Even Fox's B-squad is reliably awful. Shannon Bream -- while filling in for Megyn Kelly on "The Kelly File" -- couldn't see the problem with letting businesses in Arizona discriminate against LGBTQ people. When her guest said that stores should be legally compelled to serve all customers equally, Bream literally asked him, "Why?"

"I mean, this is America," she continued. "We all have freedoms. I mean, why would you want to do business with somebody, no matter what your personal issue was that they had with you, why would you want to force them to do business with you? Why not just go down the street and say, 'I'm going to spend my money to somebody who supports me and is kind to me and wants to help me and provide these services for me.'"

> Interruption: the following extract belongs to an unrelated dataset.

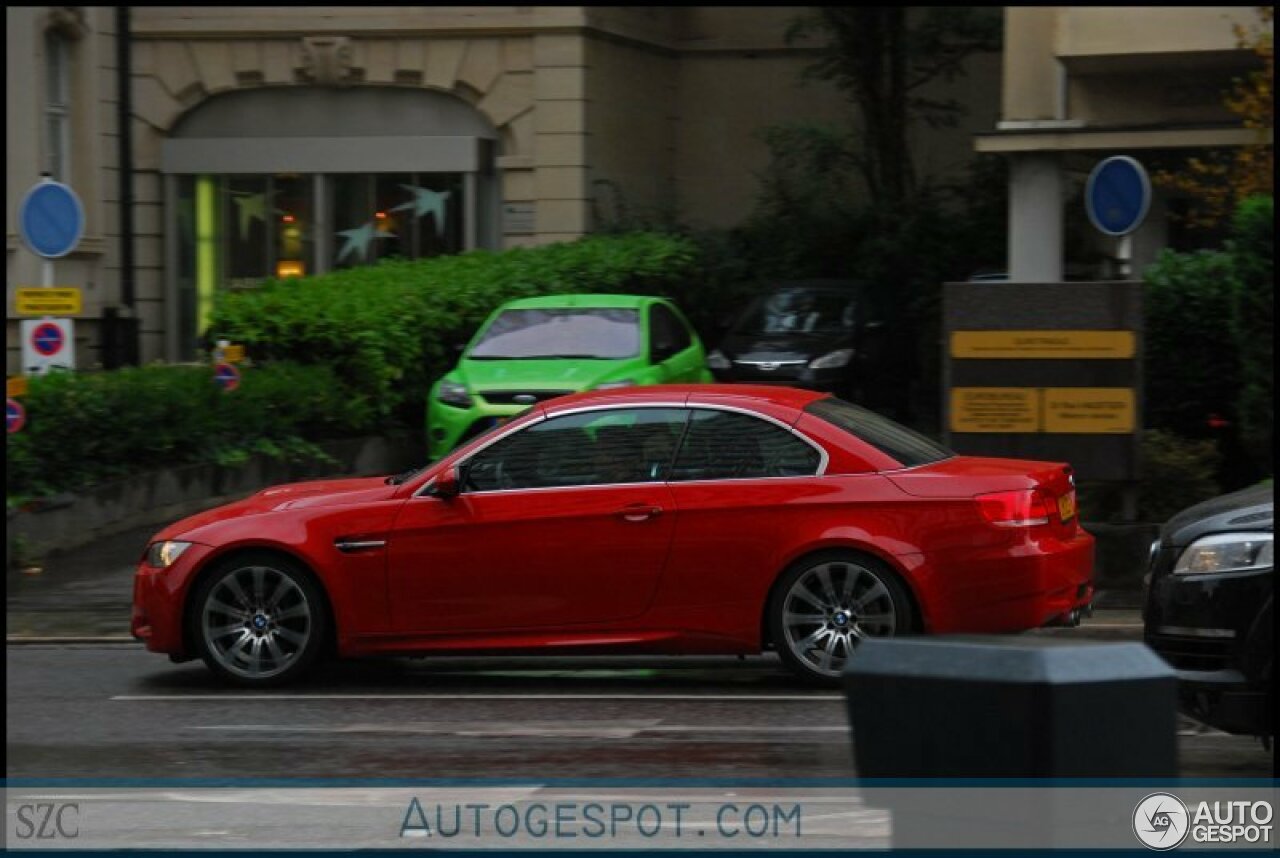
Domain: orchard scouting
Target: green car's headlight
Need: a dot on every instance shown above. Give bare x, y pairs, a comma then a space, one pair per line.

This list could seriously go on forever. Ablow thinks that the limited victories for equal marriage in recent years symbolize the "death" of marriage. Producers regularly invite on Tony Perkins, who is not an expert on anything, to serve as an "expert" on everything. I mean, there are entire websites dedicated to documenting Fox News' festering homophobia.

Day in and day out, these experts, journalists and hosts demean and slander LGBTQ people like it's their job. (It is their job.) They play "Dude Looks Like a Lady" to introduce a segment about Chelsea Manning. They laugh about petty gay jokes that a high school freshman would roll her eyes at. Fox is teeming with petty, bigoted bullies. And it's the top-rated cable news network in the nation.

So we may know absolutely nothing about what really went on between Roger Ailes and Shep Smith, but it's almost beside the point. The real scandal at Fox News is already in the open, there for all to see.